The realpolitik can be unsettling — but it’s more fun than the whitewashed version. The preamble brought in Monday had been written quickly over the weekend to adjust an unintended effect of the resolution passed the previous Friday. Adams, along with Richard Henry Lee of Virginia, had brought the original resolution into the Congress as part of a secret attempt to overturn the government of Pennsylvania, the Congress’s mighty host, which opposed independence. Pennsylvania controlled the reconciliationist middle-colony bloc, making a declaration of independence impossible. The pro-independence coalition — actually led by Samuel Adams (John was then known mainly as Samuel’s younger second cousin and top operator) — plotted to get the elected government of Pennsylvania thrown out and taken over by pro-independence elements there, thus swinging the keystone colony’s great weight over to independence. As their local allies prepared the working-class committees and militias to take over the province, the Adamses tried to maneuver the Congress into supporting a local uprising against the Pennsylvania assembly.
Hence the May 10 resolution. It proposed that the Congress recommend to those states which, amid the imperial crisis, lacked working governments that they end their old governments and create new ones that would conduce to their happiness. But the real target was Pennsylvania, where the Adamses’ local allies were actually organized and ready to put in a pro-independence government, on the authority only of committees and militias.
On its face the proposed resolution was bizarre. The Continental Congress was not in a position to tell, unsolicited, its member states what to do about their governments. John Dickinson of Pennsylvania had a working representative government in place, committed to American rights (though not to independence), and he knew the Adamses’ were secretly organizing locally against him. In the Congress, he had every reason to object strenuously to the measure as overbearing, illegal, and driven by a hidden Massachusetts agenda against his representative government.
But Dickinson was smart. Instead of arguing, he embraced the resolution, shifting the frame. Since Pennsylvania did have a working government, a veritable model for the colonies that didn’t, he said, the resolution obviously couldn’t apply to it. The Congress then passed the resolution on the understanding that Pennsylvania was exempted. The resolution’s real purpose had been deftly vitiated.
Score one for Dickinson. But then, unwisely, he left town.
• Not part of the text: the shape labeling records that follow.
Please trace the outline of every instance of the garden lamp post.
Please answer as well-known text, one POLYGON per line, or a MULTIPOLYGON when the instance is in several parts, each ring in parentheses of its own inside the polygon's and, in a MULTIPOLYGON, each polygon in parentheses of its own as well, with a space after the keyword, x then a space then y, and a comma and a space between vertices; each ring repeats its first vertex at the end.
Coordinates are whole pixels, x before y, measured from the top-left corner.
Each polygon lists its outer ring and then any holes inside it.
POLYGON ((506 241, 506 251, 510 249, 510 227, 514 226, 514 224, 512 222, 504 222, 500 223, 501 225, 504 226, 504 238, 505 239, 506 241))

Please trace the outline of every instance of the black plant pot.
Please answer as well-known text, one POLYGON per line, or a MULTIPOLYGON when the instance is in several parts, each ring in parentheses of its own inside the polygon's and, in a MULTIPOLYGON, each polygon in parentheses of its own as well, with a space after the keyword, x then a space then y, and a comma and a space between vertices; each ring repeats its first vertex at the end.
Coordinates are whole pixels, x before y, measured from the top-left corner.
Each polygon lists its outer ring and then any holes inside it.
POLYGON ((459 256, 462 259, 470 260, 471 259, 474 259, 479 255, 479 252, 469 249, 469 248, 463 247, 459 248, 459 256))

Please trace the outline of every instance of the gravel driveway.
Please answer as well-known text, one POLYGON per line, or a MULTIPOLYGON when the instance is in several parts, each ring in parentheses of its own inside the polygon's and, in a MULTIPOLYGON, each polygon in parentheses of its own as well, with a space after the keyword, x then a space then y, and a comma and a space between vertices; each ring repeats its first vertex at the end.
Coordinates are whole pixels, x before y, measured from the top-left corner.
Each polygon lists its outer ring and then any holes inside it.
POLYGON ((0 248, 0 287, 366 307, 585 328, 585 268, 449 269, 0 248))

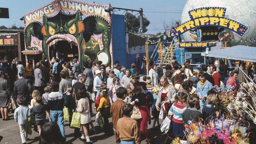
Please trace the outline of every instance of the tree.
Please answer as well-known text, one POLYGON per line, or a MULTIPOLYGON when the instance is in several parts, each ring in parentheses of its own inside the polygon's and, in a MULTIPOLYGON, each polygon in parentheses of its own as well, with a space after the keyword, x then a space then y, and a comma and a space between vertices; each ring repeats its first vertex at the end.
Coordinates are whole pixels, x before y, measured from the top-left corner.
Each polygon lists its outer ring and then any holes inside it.
POLYGON ((8 28, 4 26, 0 26, 0 29, 8 29, 8 28))
MULTIPOLYGON (((133 33, 138 33, 139 32, 140 24, 139 22, 139 15, 136 16, 130 13, 127 13, 128 19, 126 22, 128 31, 133 33)), ((147 27, 150 24, 150 22, 147 18, 143 17, 143 28, 142 32, 145 33, 148 31, 147 27)))
POLYGON ((16 26, 15 23, 14 23, 11 25, 11 26, 9 28, 7 28, 5 26, 0 26, 0 29, 13 29, 13 30, 23 30, 24 29, 24 27, 23 26, 20 26, 18 28, 16 26))

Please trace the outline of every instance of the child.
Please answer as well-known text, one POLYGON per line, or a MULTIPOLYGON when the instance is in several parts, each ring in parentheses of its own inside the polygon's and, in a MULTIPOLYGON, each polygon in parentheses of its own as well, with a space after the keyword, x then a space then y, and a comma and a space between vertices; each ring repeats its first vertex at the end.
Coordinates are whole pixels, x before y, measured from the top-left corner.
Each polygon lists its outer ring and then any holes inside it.
POLYGON ((126 104, 122 107, 124 117, 118 120, 117 124, 117 133, 121 144, 141 143, 139 127, 137 122, 131 118, 133 106, 126 104))
POLYGON ((109 90, 108 93, 111 99, 110 102, 111 103, 117 100, 117 95, 115 91, 120 87, 122 86, 120 84, 120 79, 117 77, 115 77, 113 78, 113 84, 109 87, 109 90))
POLYGON ((184 124, 187 124, 189 120, 193 120, 198 121, 200 118, 202 118, 201 111, 197 109, 200 107, 199 100, 191 97, 188 101, 188 104, 189 107, 185 110, 182 114, 182 120, 184 124))
POLYGON ((39 91, 36 90, 34 90, 32 93, 32 96, 33 99, 31 100, 30 105, 28 105, 28 108, 32 111, 33 107, 37 104, 36 98, 37 97, 40 96, 40 93, 39 92, 39 91))
POLYGON ((106 83, 103 82, 100 84, 100 89, 106 88, 107 83, 106 83))
MULTIPOLYGON (((43 103, 46 106, 47 105, 47 102, 48 102, 48 96, 49 96, 49 94, 50 94, 50 86, 48 86, 46 87, 44 89, 44 90, 45 93, 43 94, 42 95, 42 100, 43 101, 43 103)), ((50 111, 48 110, 46 110, 45 111, 46 113, 46 116, 49 120, 49 122, 52 121, 51 120, 51 118, 50 116, 50 111)))
POLYGON ((187 109, 183 103, 186 102, 187 95, 182 92, 180 92, 175 96, 175 102, 173 103, 169 110, 168 114, 172 117, 173 133, 174 137, 184 137, 184 129, 182 114, 187 109))
POLYGON ((123 100, 127 94, 127 90, 123 87, 117 89, 116 92, 117 100, 112 103, 110 107, 110 114, 112 116, 112 122, 113 124, 114 134, 116 140, 116 144, 120 144, 120 139, 117 133, 117 120, 123 116, 122 107, 126 103, 123 100))
POLYGON ((124 100, 126 103, 129 103, 132 102, 132 98, 134 95, 135 93, 132 89, 130 87, 127 89, 127 96, 125 97, 125 99, 124 100))
POLYGON ((197 88, 197 83, 199 81, 198 78, 197 78, 197 74, 198 73, 197 72, 194 71, 193 72, 193 76, 191 77, 190 80, 193 82, 193 87, 197 88))
POLYGON ((78 81, 77 79, 76 78, 76 77, 75 77, 75 76, 73 75, 70 76, 70 79, 72 80, 72 82, 71 83, 72 86, 73 86, 74 84, 77 83, 78 81))
MULTIPOLYGON (((30 109, 30 111, 32 111, 34 107, 37 104, 37 103, 36 98, 37 97, 40 96, 40 93, 39 92, 39 91, 37 90, 34 90, 31 95, 33 98, 33 99, 31 100, 31 101, 30 102, 30 105, 28 105, 28 108, 30 109)), ((32 120, 32 121, 33 122, 35 121, 35 117, 34 116, 32 116, 30 118, 33 120, 32 120)), ((33 125, 34 126, 33 130, 35 131, 37 131, 37 126, 36 125, 36 124, 33 124, 33 125)))
POLYGON ((85 96, 85 90, 79 89, 78 91, 78 96, 81 98, 77 103, 76 111, 80 113, 81 118, 81 125, 82 126, 83 134, 79 140, 83 141, 84 144, 90 144, 90 138, 89 137, 89 129, 90 122, 91 121, 91 114, 90 114, 90 107, 89 107, 89 100, 85 96), (85 136, 86 141, 84 140, 85 136))
MULTIPOLYGON (((115 77, 115 78, 116 78, 115 77)), ((119 78, 117 78, 119 79, 119 78)), ((110 100, 108 96, 108 89, 103 88, 100 89, 100 96, 102 98, 100 100, 100 104, 96 109, 97 111, 100 111, 104 121, 104 129, 105 133, 107 135, 110 134, 110 126, 108 118, 110 116, 110 100)))
MULTIPOLYGON (((156 110, 155 109, 156 107, 156 100, 157 100, 157 97, 158 95, 157 91, 153 90, 153 96, 154 97, 154 103, 152 105, 151 107, 151 118, 154 118, 154 120, 153 121, 153 126, 152 126, 152 129, 156 129, 155 126, 156 125, 156 123, 157 123, 158 126, 161 126, 161 125, 159 123, 159 118, 158 117, 155 116, 154 117, 154 110, 155 111, 156 110)), ((159 114, 158 115, 159 115, 159 114)), ((159 117, 159 116, 158 116, 159 117)))
MULTIPOLYGON (((63 105, 68 108, 69 110, 69 121, 72 119, 72 110, 74 108, 74 100, 71 95, 72 92, 72 88, 69 87, 67 88, 66 90, 67 93, 64 95, 64 100, 65 102, 63 105)), ((68 121, 68 124, 69 124, 69 121, 68 121)))
POLYGON ((203 119, 205 120, 206 118, 216 113, 217 116, 219 116, 219 113, 216 111, 216 108, 213 106, 218 102, 218 98, 214 94, 210 94, 207 97, 206 104, 204 105, 202 110, 202 114, 203 119))
POLYGON ((111 86, 113 85, 113 79, 115 76, 115 72, 113 70, 111 70, 109 72, 109 77, 107 80, 107 84, 108 88, 109 89, 111 86))
POLYGON ((40 96, 37 97, 36 102, 37 104, 33 108, 32 111, 32 115, 35 118, 35 124, 37 126, 39 135, 41 133, 42 126, 45 123, 45 107, 42 101, 42 98, 40 96))
POLYGON ((18 98, 16 102, 19 107, 14 111, 14 119, 18 122, 20 127, 22 143, 26 144, 28 138, 28 117, 30 116, 30 111, 28 107, 24 105, 25 100, 23 98, 18 98))

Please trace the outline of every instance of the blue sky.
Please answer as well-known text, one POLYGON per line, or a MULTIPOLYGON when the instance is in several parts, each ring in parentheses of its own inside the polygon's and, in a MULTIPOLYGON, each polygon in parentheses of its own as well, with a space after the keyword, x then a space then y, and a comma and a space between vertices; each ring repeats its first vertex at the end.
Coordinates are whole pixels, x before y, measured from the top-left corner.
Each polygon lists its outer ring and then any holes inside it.
MULTIPOLYGON (((9 9, 9 18, 1 18, 0 26, 9 27, 15 23, 18 27, 23 26, 24 22, 20 20, 23 15, 42 7, 53 0, 1 0, 0 7, 9 9)), ((104 5, 110 4, 112 7, 143 10, 143 13, 150 22, 147 33, 156 34, 164 30, 163 22, 170 25, 176 20, 180 20, 183 7, 187 0, 83 0, 87 2, 95 2, 104 5)), ((116 10, 115 14, 124 14, 124 11, 116 10)), ((137 13, 133 12, 134 14, 137 13)))

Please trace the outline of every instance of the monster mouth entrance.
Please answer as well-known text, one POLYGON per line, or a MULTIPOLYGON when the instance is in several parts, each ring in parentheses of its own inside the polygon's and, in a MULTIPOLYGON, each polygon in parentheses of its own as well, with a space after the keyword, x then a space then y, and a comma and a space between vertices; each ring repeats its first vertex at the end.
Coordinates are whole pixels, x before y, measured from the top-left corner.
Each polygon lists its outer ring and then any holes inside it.
POLYGON ((50 59, 53 57, 62 59, 64 61, 69 61, 74 58, 79 61, 78 47, 76 44, 71 44, 68 41, 61 40, 57 41, 52 45, 49 46, 50 59), (58 56, 58 57, 57 57, 58 56))
POLYGON ((80 51, 77 41, 70 35, 56 35, 51 37, 46 42, 48 44, 48 57, 58 57, 64 61, 76 58, 79 63, 80 51))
So on Monday morning, May 13, with Dickinson gone, in came John Adams with a preamble to the resolution. It wasn’t really a preamble. It re-framed the entire meaning of the resolution. It was far longer than the resolution itself, with John Adams written all over it: hectoring, accusing, piling on. It shoved Pennsylvania back into the scope of the resolution, on a novel technicality, shared with an article that Thomas Paine had meanwhile published in Philadelphia (Forester 4, “To the People”), part of the Adamses’ concerted effort at once to galvanize the street against Dickinson and manuever the Congress against Pennsylvania. Local radical leaders readied themselves to tell the militias, committees, and the street as whole that the Congress, with adoption of the preamble, was about to support them in removing the assembly.
Reconciliationists in the Congress argued desperately — especially James Wilson of Pennsylvania — against overreaching by the Congress and uprising in the streets, but they lacked Dickinson’s finesse, and they’d lost control of the narrative. On May 15, the preamble passed, with many of the Congressmen still not understanding what they were unleashing on their host colony’s elected government. The Pennsylvania State House, where the Congress met in the Pennsylvania assembly’s regular room, was about to become a scene of genuine revolution. All politics is local. …
So maybe May 15 really was, as John Adams liked to say, America’s first independence day. Thanks to him, one of the oldest elected, representative governments in the English-speaking world was set up to be overturned, “extralegally” (a polite term), by an unelected populist militia, to which John Adams wouldn’t have given an inch in Massachusetts. American politics can be — and certainly was in 1776 — a rough business.
Congratulations, John Adams – what an exciting day it must have been.